[Date Prev][Date Next][Thread Prev][Thread Next][Date Index][Thread Index]
-source change !work Re: lynx-dev making lynx traversal crawl download
From: |
Bob |
Subject: |
-source change !work Re: lynx-dev making lynx traversal crawl download html, not text |
Date: |
Sat, 23 Mar 2002 02:57:54 -0500 |
Just the source_fun change dump_output_immediately = FALSE
didn't permit -traversal -crawl -source to download html source.
-source still caused one file download then quit, as usual.
next look at
-traveral and -crawl build a links table
links.[curdoc.link].lname
add_to_table(curdoc.address)
which they download into *.dat files via
sprintf(cfile,"lnk%08.dat",ccount);
Are the curdocs referenced in that table in source format?
Not since they are sprintfable?
Bob wrote:
> I don't find anywhere -traversal or -crawl use srcmode_for_next_retrieval,
> so that we could get html instead of text by srcmode_for_next_retrieval(1)
> instead of (0) or (-1). I'm looking elsewhere now.
>
> OR
>
> Since all I need to do is have lynx try to open a URL, satisfy cookies
> demands, then request the same URL a second time to go around
> yahoo's ad page with "Continue to message" link(just requesting
> the same URL a second time), could I stdin a GET the URL twice,
> or once on command line and GET again?
>
> OR
>
> If view mode were set to default to "source" rather than "presentation"

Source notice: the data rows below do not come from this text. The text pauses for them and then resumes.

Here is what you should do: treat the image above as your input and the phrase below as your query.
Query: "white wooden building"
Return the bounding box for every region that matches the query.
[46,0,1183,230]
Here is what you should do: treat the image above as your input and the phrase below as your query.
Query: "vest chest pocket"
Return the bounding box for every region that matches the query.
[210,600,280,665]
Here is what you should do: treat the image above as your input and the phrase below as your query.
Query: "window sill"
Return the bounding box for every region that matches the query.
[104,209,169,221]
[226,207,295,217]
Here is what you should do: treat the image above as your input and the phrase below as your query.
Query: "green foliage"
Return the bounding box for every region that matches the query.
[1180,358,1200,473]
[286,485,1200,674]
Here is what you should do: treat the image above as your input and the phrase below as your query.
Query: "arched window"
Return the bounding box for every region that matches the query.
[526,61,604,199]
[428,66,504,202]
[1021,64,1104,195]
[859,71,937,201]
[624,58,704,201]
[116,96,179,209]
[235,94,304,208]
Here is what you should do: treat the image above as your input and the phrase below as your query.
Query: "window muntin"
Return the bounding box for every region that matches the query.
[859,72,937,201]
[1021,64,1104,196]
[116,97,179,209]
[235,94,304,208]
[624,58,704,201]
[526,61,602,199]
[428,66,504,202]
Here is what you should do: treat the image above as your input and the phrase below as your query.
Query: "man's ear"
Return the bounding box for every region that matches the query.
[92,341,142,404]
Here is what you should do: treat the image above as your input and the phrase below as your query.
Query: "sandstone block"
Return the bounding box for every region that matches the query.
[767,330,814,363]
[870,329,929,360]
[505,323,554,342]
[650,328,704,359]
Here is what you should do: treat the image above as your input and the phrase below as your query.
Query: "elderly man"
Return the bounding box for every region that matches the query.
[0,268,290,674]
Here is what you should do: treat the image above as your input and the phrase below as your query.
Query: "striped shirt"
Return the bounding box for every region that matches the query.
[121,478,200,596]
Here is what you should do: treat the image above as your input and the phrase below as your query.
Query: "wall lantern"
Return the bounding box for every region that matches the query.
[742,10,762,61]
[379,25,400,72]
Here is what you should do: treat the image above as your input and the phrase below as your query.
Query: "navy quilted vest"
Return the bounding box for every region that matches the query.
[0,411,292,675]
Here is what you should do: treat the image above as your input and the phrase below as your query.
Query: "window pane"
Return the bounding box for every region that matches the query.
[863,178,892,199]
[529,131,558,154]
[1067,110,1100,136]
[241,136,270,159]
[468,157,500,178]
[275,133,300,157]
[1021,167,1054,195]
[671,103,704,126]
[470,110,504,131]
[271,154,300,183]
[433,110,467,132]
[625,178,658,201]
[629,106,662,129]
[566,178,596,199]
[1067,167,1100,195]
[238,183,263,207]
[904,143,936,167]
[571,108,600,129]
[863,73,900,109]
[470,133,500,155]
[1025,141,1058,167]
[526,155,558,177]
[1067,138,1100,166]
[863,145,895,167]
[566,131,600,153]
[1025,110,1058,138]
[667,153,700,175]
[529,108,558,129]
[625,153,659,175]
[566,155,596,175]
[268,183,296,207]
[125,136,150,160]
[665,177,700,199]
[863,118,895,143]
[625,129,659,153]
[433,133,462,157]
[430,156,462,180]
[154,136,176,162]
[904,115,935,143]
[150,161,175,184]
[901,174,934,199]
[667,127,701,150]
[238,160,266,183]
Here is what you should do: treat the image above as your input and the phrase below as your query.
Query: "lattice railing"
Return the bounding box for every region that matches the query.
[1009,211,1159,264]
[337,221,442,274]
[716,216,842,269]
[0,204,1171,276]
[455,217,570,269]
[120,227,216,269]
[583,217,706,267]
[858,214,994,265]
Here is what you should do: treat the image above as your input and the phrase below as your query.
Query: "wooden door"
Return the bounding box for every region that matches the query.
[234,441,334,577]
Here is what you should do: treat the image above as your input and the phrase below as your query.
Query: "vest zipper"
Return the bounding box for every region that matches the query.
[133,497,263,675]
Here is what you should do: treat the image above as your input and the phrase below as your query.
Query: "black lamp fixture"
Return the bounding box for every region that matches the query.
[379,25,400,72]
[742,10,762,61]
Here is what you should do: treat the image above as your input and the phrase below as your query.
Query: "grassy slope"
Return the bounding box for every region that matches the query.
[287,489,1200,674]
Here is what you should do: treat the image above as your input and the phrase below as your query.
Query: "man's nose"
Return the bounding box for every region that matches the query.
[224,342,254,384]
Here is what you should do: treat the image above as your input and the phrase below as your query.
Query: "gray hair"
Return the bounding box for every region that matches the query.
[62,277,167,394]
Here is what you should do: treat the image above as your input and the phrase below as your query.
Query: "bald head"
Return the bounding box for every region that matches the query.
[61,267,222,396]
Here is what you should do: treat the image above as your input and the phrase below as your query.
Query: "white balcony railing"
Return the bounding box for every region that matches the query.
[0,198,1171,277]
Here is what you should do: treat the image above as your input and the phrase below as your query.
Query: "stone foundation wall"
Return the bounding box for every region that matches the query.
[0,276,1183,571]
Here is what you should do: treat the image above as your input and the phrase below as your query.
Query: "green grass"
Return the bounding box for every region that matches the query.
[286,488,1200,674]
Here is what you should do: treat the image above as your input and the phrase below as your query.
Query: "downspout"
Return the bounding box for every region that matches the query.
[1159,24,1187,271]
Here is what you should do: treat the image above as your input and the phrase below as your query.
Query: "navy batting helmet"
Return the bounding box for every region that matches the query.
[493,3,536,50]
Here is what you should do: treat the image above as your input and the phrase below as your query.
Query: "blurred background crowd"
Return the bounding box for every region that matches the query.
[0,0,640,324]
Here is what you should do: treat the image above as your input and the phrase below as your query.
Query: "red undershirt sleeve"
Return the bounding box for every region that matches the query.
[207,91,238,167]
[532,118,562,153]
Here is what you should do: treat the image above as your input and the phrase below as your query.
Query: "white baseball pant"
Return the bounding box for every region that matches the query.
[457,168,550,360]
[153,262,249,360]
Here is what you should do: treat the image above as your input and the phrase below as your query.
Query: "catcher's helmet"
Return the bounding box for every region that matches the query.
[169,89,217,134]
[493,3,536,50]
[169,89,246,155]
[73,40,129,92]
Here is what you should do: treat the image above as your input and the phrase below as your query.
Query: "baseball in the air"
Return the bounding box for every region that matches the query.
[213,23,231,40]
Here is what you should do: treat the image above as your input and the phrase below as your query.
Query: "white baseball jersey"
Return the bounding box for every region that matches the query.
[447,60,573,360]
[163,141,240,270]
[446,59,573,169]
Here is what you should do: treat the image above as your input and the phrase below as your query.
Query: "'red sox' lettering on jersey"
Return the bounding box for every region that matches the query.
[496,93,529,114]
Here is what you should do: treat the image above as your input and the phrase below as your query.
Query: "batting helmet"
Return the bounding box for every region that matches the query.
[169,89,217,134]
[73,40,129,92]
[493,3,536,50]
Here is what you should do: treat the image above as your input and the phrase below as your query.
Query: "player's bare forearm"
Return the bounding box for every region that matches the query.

> text mode, -traversal -crawl might download html.
>
> OR
>
> If -source was changed in the following way, -traversal -crawl -source
> might not quit on the first link like -dump, and might keep on going in
> source mode download to the *.dat files.
>
> the way it is now -source will make lynx quit on the first download
>
> /* -source */
> PRIVATE int source_fun ARGS1(
> char *, next_arg GCC_UNUSED)
> {
> dump_output_immediately = TRUE;
> HTOutputFormat = (LYPrependBase ?
> HTAtom_for("www/download") : HTAtom_for("www/dump"));
> LYcols = MAX_COLS;
> return 0;
> }
>
> could be
>
> /* -source */
> PRIVATE int source_fun ARGS1(
> char *, next_arg GCC_UNUSED) {
> dump_output_immediately = FALSE;
> if ( traversal != TRUE && crawl != TRUE ) {
> dump_output_immediately = TRUE;
> };
> HTOutputFormat = (LYPrependBase ?
> HTAtom_for("www/download") : HTAtom_for("www/dump"));
> LYcols = MAX_COLS;
> return 0;
> }
>
> That's not enough, though, since -traversal and -crawl would
> be downloading files, not just sending to stdout as -source.
>
> -traveral and -crawl build a links table
>
> links.[curdoc.link].lname
> add_to_table(curdoc.address)
>
> which they download into *.dat files via
>
> sprintf(cfile,"lnk%08.dat",ccount);
>
> Are the curdocs referenced in that table in source format?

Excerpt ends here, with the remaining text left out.